Since Sinai
A Convert's Path to Judaism
Shannon Gonyou announced her desire to convert to Judaism on the way to a Christmas celebration: this is the first appealing revelation of her thoughtful memoir, Since Sinai.
Raised Catholic because of a promise made to her birth mother, Gonyou puzzled her parents by taking to the faith in a way they never did. By high school, it was she who insisted on attending Mass; she who championed the Church’s political positions, including anti-choice ones; and she who planned out activities like mission trips. But something was missing in this for her.
In college, Gonyou remained a devout Christian, but also found herself drawn to Jewish classmates whose traditions she admired. Something in her, she later realized, was calling out to their beliefs, which spoke to her more than did the staunch positions that she upheld aloud, but sometimes had trouble justifying internally. Her memoir walks through her gradual process of self-acceptance, which required her to rethink her beliefs—including about herself.

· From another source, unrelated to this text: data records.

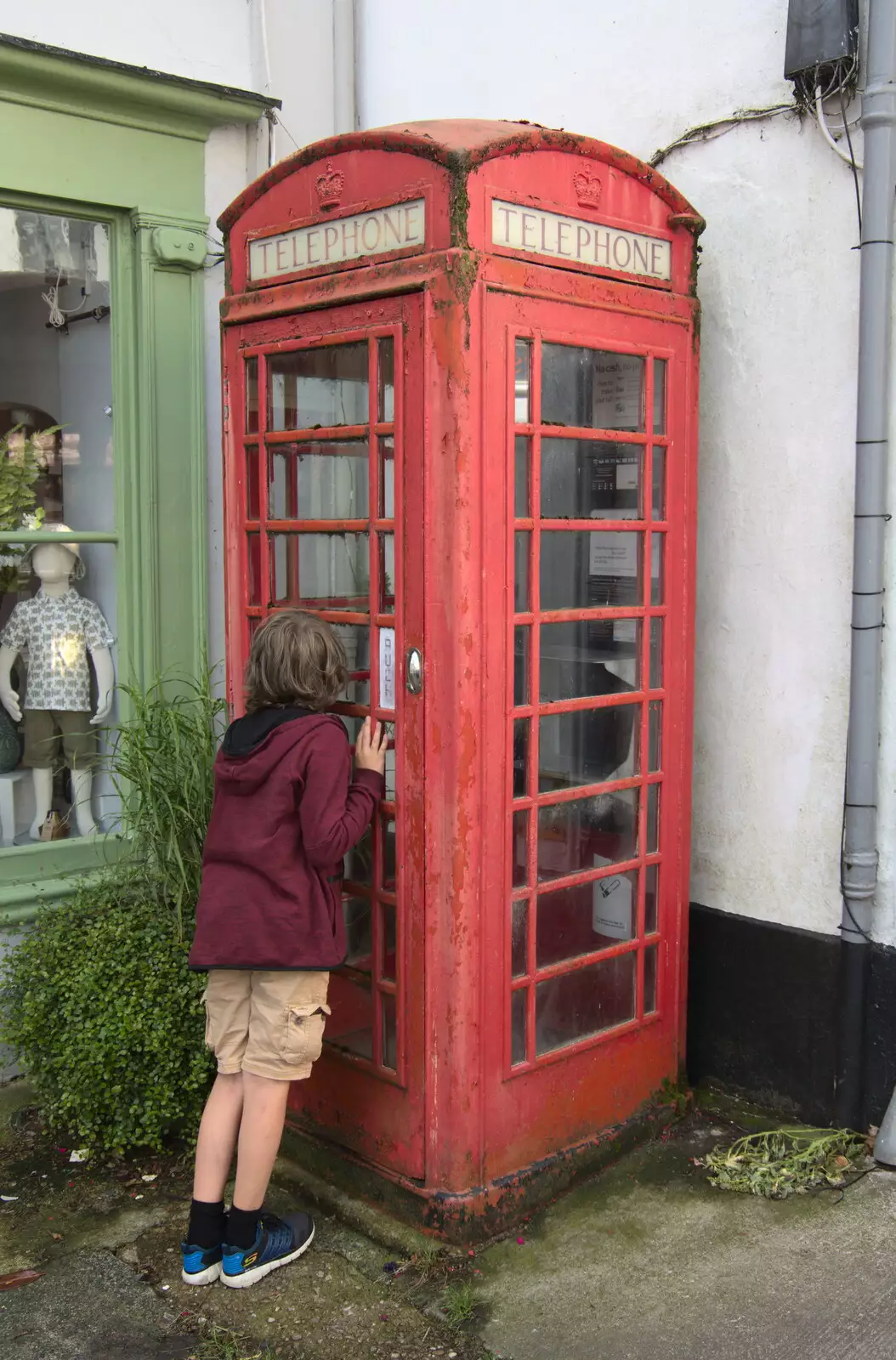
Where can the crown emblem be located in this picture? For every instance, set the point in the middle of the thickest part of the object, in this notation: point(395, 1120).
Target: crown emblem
point(329, 187)
point(587, 187)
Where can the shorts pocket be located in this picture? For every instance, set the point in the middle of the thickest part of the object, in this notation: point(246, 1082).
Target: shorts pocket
point(210, 1037)
point(303, 1035)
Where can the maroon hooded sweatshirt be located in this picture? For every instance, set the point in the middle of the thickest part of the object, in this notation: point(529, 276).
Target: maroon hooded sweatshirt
point(286, 813)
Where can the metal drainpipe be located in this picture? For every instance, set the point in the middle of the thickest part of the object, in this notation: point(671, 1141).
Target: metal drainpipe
point(344, 101)
point(859, 819)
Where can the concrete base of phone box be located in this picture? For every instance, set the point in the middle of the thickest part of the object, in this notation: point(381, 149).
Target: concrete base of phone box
point(401, 1214)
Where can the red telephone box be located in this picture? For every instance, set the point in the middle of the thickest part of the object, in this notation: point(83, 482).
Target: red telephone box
point(461, 381)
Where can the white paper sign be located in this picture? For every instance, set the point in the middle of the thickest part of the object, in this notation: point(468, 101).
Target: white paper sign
point(619, 392)
point(612, 913)
point(337, 241)
point(614, 554)
point(387, 668)
point(542, 233)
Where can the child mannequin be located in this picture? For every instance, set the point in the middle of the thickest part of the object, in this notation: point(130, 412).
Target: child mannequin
point(57, 627)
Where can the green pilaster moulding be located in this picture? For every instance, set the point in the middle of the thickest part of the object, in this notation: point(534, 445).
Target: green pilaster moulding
point(128, 147)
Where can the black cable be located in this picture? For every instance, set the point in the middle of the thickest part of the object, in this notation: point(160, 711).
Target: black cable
point(855, 174)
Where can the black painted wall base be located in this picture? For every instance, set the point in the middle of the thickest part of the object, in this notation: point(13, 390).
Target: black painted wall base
point(763, 1015)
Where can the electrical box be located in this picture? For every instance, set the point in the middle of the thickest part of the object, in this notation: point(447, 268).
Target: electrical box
point(819, 34)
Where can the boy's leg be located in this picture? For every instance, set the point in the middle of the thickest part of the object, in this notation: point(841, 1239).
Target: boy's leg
point(286, 1033)
point(217, 1140)
point(260, 1132)
point(227, 1003)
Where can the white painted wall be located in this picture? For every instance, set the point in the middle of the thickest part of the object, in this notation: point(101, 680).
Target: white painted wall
point(780, 292)
point(200, 40)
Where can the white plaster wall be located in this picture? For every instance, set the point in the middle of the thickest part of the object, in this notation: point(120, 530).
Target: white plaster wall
point(200, 40)
point(780, 292)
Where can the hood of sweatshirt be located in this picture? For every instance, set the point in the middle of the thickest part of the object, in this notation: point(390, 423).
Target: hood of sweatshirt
point(254, 745)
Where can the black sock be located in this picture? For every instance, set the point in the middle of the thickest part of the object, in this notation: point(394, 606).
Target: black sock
point(207, 1223)
point(242, 1227)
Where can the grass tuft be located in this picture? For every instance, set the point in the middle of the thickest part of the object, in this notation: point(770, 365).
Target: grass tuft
point(785, 1162)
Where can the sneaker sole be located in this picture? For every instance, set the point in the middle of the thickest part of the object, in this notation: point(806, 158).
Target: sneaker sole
point(207, 1276)
point(249, 1278)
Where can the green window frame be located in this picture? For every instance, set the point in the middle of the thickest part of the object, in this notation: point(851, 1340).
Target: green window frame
point(98, 140)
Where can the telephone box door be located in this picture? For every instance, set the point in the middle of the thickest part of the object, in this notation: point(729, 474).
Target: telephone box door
point(592, 408)
point(324, 507)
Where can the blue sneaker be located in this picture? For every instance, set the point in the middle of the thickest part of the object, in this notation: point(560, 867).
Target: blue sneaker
point(278, 1242)
point(201, 1265)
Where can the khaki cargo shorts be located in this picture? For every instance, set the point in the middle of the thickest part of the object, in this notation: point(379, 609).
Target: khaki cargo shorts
point(56, 739)
point(265, 1023)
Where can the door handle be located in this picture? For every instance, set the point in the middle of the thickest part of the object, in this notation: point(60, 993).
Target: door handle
point(414, 671)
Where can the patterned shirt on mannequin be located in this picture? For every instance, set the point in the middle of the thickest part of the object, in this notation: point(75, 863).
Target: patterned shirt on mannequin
point(54, 632)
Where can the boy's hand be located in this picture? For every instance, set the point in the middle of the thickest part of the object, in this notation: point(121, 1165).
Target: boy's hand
point(370, 752)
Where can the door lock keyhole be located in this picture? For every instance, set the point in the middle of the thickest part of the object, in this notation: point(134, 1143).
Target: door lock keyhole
point(414, 671)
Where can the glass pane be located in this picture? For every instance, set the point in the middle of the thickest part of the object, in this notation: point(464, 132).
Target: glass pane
point(519, 1026)
point(651, 898)
point(326, 387)
point(653, 818)
point(253, 483)
point(351, 1024)
point(253, 554)
point(388, 573)
point(655, 653)
point(521, 666)
point(583, 1003)
point(387, 378)
point(590, 745)
point(252, 396)
point(521, 571)
point(582, 479)
point(650, 978)
point(389, 940)
point(519, 849)
point(657, 580)
point(389, 1034)
point(390, 762)
point(519, 938)
point(522, 369)
point(56, 416)
point(582, 570)
point(660, 483)
point(660, 396)
point(587, 917)
point(521, 476)
point(388, 861)
point(356, 911)
point(360, 861)
point(655, 763)
point(319, 480)
point(521, 758)
point(355, 639)
point(587, 659)
point(592, 388)
point(388, 478)
point(321, 570)
point(587, 833)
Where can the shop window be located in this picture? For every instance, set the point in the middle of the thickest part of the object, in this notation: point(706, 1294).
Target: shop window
point(57, 473)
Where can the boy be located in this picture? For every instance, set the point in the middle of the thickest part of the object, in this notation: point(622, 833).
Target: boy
point(269, 928)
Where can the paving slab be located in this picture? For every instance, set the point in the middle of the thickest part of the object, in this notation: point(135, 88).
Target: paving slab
point(650, 1260)
point(88, 1306)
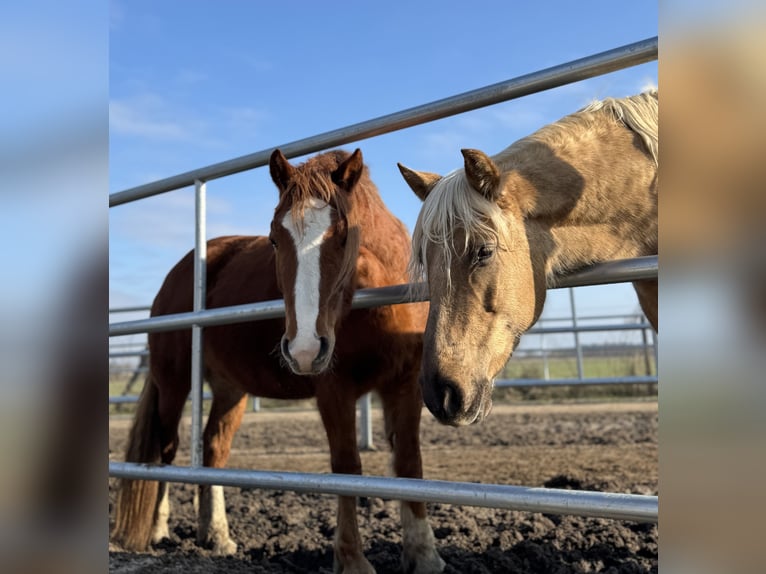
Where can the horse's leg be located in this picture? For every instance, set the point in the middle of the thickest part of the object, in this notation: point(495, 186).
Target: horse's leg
point(223, 421)
point(171, 404)
point(647, 297)
point(337, 406)
point(402, 408)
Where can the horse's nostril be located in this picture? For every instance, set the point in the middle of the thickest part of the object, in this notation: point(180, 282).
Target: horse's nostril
point(285, 347)
point(452, 399)
point(324, 347)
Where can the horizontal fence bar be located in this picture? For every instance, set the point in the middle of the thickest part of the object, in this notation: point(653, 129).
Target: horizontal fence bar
point(137, 353)
point(579, 382)
point(601, 273)
point(574, 71)
point(634, 507)
point(588, 328)
point(130, 309)
point(608, 272)
point(126, 399)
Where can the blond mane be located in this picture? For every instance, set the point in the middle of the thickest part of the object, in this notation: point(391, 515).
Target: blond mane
point(639, 113)
point(452, 204)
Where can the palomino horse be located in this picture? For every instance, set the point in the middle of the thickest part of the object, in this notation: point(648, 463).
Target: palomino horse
point(331, 234)
point(491, 237)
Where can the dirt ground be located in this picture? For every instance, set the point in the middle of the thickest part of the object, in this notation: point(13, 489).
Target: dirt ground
point(603, 447)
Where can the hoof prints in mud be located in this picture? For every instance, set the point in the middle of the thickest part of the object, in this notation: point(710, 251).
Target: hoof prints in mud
point(584, 448)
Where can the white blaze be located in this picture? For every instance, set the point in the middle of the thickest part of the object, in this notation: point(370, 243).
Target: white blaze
point(308, 241)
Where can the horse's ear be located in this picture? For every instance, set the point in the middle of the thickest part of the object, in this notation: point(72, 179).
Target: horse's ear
point(421, 182)
point(281, 170)
point(482, 173)
point(348, 173)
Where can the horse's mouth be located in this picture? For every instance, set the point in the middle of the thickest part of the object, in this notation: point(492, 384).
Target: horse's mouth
point(481, 407)
point(446, 400)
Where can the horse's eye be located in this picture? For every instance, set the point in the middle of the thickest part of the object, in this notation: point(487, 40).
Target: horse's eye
point(484, 253)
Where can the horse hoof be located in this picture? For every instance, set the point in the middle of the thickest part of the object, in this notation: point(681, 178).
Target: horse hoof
point(219, 547)
point(225, 548)
point(360, 566)
point(427, 563)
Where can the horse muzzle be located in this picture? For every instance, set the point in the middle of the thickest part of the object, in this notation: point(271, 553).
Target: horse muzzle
point(307, 358)
point(455, 404)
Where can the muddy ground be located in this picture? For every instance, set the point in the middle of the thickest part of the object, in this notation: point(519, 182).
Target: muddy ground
point(603, 447)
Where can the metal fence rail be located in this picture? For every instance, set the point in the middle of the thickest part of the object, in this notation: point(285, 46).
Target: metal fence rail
point(574, 71)
point(610, 272)
point(540, 500)
point(640, 508)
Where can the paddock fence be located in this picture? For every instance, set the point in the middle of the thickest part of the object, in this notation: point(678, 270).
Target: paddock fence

Eventually, a kosher, liberal Jew stood where a conservative Catholic once had.
To detractors, Gonyou notes that “changing one’s mind is a sign of strength, not flimsiness.” She remarks on variations between religious approaches: her childhood faith required acquiescence; her adopted tradition celebrates floods of questions. Catholicism had strong ideas about sex and women’s roles; Judaism allowed her to be more authentic in both respects. And in time with her own excited conversion process, the book celebrates that her husband found a home in Jewish spaces, too—a reality that left two once-Catholics raising Jewish children, without anyone around them blinking.
“I wanted to be Jewish because the idea came to me and refused to leave,” Gonyou says. It’s one of many musing, sympathetic moments in Since Sinai, a conversion story that stands to strike a chord with many.